• ...dahası ''bağımsız film'' denilen şey de ahmaklıktır.
    tam olarak neyden bağımsızsın?
    hiçbir şeyden bağımsız değilsindir.

    şu kameraya ihtiyacın vardır, şu kamerayı nikon üretiyor.
    ... ve o da büyük bir kapitalist şirkettir.
    dolayısı ile bağımsız değilsinizdir.
    bu boka ihtiyacınız vardır...
    mutlak bir bağımsızlık yoktur.
    ...
    bir bütün parçası olduğunuz sürece bağımsız değilsinizdir. bu bütüne ister hayat deyin ister toplum deyin ister başka bir şey.
    bunlarla yaşamayı öğrenmeniz gerekir.
    tabii doğal olarak bütün bunları nasıl değiştirmeniz gerektiğini de öğrenmeniz gerekir. en nihayetinde bütün mesele gelip buraya dayanır.
    bir şeyler yapan veya yaratan birileri dünyayı değiştirmeye girişmiş olur.
    dünyanın değişmeye ihtiyacı var.
    ...

    doğrusu film yapmayı bıraktım; çünkü söyleyecek bir şey kalmadı.
    yani demem o ki ölümden bahsettikten sonra daha neyi anlatabilirsiniz ki?

    röportajda çok hoşuma giden birkaç cümlesini buraya bırakıyorum. tabii orada söylediği her şey çok değerli.

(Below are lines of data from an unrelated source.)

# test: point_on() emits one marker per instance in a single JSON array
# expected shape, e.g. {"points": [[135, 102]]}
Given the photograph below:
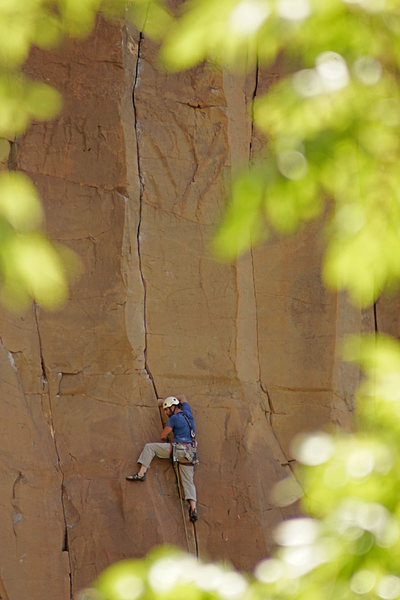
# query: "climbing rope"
{"points": [[178, 482], [175, 466]]}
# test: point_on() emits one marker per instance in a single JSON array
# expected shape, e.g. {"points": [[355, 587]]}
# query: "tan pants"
{"points": [[163, 450]]}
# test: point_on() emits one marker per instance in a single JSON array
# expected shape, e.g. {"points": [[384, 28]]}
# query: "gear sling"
{"points": [[189, 449]]}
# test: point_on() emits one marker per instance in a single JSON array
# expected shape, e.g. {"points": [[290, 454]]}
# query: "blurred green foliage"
{"points": [[332, 124]]}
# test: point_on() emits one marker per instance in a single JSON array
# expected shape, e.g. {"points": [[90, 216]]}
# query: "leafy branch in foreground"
{"points": [[332, 125]]}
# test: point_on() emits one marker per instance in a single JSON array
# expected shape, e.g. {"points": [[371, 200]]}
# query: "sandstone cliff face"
{"points": [[136, 185]]}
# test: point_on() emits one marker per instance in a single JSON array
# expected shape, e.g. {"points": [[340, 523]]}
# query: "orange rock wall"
{"points": [[136, 188]]}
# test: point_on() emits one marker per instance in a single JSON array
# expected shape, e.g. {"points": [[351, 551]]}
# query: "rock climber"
{"points": [[181, 424]]}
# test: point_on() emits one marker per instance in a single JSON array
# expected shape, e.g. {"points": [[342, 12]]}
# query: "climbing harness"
{"points": [[187, 451], [190, 458]]}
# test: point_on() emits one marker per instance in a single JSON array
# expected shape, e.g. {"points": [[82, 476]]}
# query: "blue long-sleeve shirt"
{"points": [[180, 426]]}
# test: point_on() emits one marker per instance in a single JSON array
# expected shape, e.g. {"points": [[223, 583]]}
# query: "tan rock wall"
{"points": [[136, 188]]}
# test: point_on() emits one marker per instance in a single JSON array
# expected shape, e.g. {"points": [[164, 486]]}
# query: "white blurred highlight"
{"points": [[269, 570], [294, 10], [362, 582], [332, 69], [248, 16], [297, 532]]}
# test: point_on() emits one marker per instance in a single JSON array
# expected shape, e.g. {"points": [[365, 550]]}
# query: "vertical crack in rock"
{"points": [[3, 591], [139, 227], [252, 110], [269, 409], [46, 391]]}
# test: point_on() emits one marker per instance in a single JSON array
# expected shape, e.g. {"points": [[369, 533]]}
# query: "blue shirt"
{"points": [[180, 426]]}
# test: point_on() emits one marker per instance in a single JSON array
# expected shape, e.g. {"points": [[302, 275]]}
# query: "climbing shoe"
{"points": [[193, 515], [136, 477]]}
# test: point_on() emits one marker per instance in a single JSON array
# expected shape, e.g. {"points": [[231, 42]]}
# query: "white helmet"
{"points": [[170, 401]]}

    https://youtu.be/ryprzdutgy4
  • "tarkovsky, tanrı'ya inanır. filmlerinde yağmur yağdırdığında insanı temizler, benimkiler de ise çamur oluşturur." sözünün sahibi şiirsel minimalizmin babası büyük üstat.
  • süper espiritüel bir de:

    reporter: çirkin çirkin adamlar var filmlerinizde?
    b.t.: iyi de benim halkım böyle zaten.
  • sinemayı şiirleştirenlerdendir.

    "sinemayı her zaman sevdim, film seyretmek için sinema salonlarına gitmeyi de. fakat orada gördüğüm şey aptal yalanlar ve sahte öykülerden ibaret. hiçbir zaman yaşamın kendisini görmedim ve tanıdığım insanlar hakkında hiçbir şeye tanıklık edemedim. gerçek tutkuyu görmedim, gerçek duyguları ya da gerçek görüntüleri hiç göremedim. sonra düşündüm ki, eğer onlar bunları bana gösteremiyorsa ben de kendi filmimi yapmalıyım. […] sorun şu ki pek çok film aynı şablonu uyguluyor: aksiyon, kesinti, aksiyon, kesinti… haliyle insanlar sadece öykü şemasını seyrediyorlar. fakat hikaye yalnızca insanların hareketlerinden ibaret değil, her şey bir hikaye olabilir. köşede bekleyen bir adam da bir hikaye olabilir. gerçek yaşamda önemli olan pek çok şey var fakat yönetmenler onları sıkıcı buluyorlar. bense onları sıkıcı bulamıyorum. ben, filmlerimde hayatın kendisine, sinemaya olduğumdan daha yakın olmak istiyorum."
  • torino atı'nın son filmi olduğunu açıklamış yönetmen. sinema dergisinde kendisiyle yapılan röportajda, senaryonun bir edebi eser olduğunu ve ikinci planda olması gerektiğini, günümüz medeniyetinin iflas ettiğini, siyasetçi ve iş adamlarının sürekli güzel bir dünya tablosu çizdiğini ama bunlara karşı "gerçek sanatçı"'nın güzel şeyler aktarma lüksü olmadığını, tüm olumsuzlukları olabildiğince yalın bir şekilde aktarmakla yükümlü olduğunu söylemiştir.

    kendisiyle geç tanıştım ama kısa filmografisine gereken önemi vereceğim bundan sonra...
  • tarkovsky'yi fazlasıyla romantik ve umut dolu bulan ve en cok john cassavetes le karşılaştırılan yonetmen.. planlarinin o kadar uzun olmasi -werckmeister'de 10 dakikalik değişmez açılı dialogsuz bir yuruyus sahnesi vardır mesela- filmi kurmacalagindan cikarir, belgesele burundurur.. filmlerinde butun planlar bir esas plana dogru gider, sanki butun film tek bir plan sekansi anlatmak icindir -bu werkmeister de hastanedeki sahne ve balinanin meydandaki haliydi.. damnation karhozat'ta ise sonlardaki dans sahnesiydi.- evet agir ilerler filmler ama bu kesinlikle yonetmenin bir plan esittir 1 saniyelik enformasyon snatch sekilli anlatımdan hoşlanmamasındandır.
  • zamanı üç parçaya ayırır: "değişim, tükeniş ve tekrarlayan"

    üç öfke barındırır: "değişen, tükenen ve tekrarlanan"
  • nuri bilge ceylan'ın béla tarr referansları:

    1a: görsel
    1b: görsel

    2a: görsel
    2b: görsel
  • sinema zevkinden yoksun lümpen tayfasının hakkında atıp tuttuğu dahi yönetmen. size recep ivedik bile fazla aq embesilleri.